On the topic of higher taxes, Bishop believes South Africa is “taxed out”. She said the country’s tax buoyancy ratio shows it cannot absorb more on the tax front.
“While we may have a weaker year from a GDP perspective, I think this will be the turning point, and we will start seeing strong growth from next year,” she said.
KPMG’s Joubert Botha

KPMG South Africa’s executive director and head of tax and legal, Joubert Botha, said 2025 may well be a year of tax consolidation with consequential adjustments.
However, he does not expect major announcements or proposals, especially considering the global minimum tax and the two-pot retirement system.

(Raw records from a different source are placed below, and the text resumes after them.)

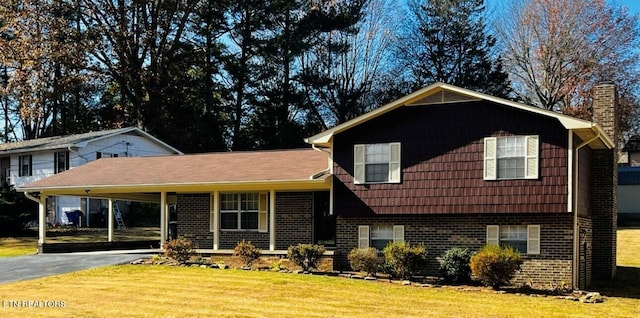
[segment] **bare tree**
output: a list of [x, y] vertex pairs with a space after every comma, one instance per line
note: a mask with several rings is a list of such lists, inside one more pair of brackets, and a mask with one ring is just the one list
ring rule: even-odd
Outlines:
[[[372, 90], [391, 66], [397, 3], [372, 0], [354, 29], [323, 35], [301, 58], [311, 112], [323, 128], [340, 124], [377, 106]], [[374, 102], [374, 103], [372, 103]]]
[[626, 101], [637, 100], [626, 94], [638, 91], [640, 79], [638, 16], [626, 8], [604, 0], [521, 0], [496, 29], [521, 100], [588, 118], [592, 88], [604, 80], [616, 82]]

From a tax perspective, Botha expects the following:
- From an expense and cost perspective, he predicts more funds for SARS, which will likely be used to continue with the compliance and collection drive and tax modernisation plans and projects
- He does not foresee any major change in the VAT rate. However, South Africa is likely to see more products added to the zero-rated items list
- Corporate tax may see adjustments around exemptions, allowances and incentives
- Botha expects the government to focus on maintaining its tax base. The government will continue to focus on this and implement amendments and adjustments to address tax loopholes and transactions that erode the base
- In terms of personal tax, he said South Africa is going to see more clarity on the use of medical aid tax credits and the future thereof. There may also be a cap or reduction in medical aid tax credits
- With regard to the wealth tax, Botha expects announcements and perhaps even disclosure documents around a future wealth tax
- Legislative adjustments to international tax are also likely
“There will very likely be a large focus on AI and the opportunity for such technology to improve tax collection, management and disputes,” he said.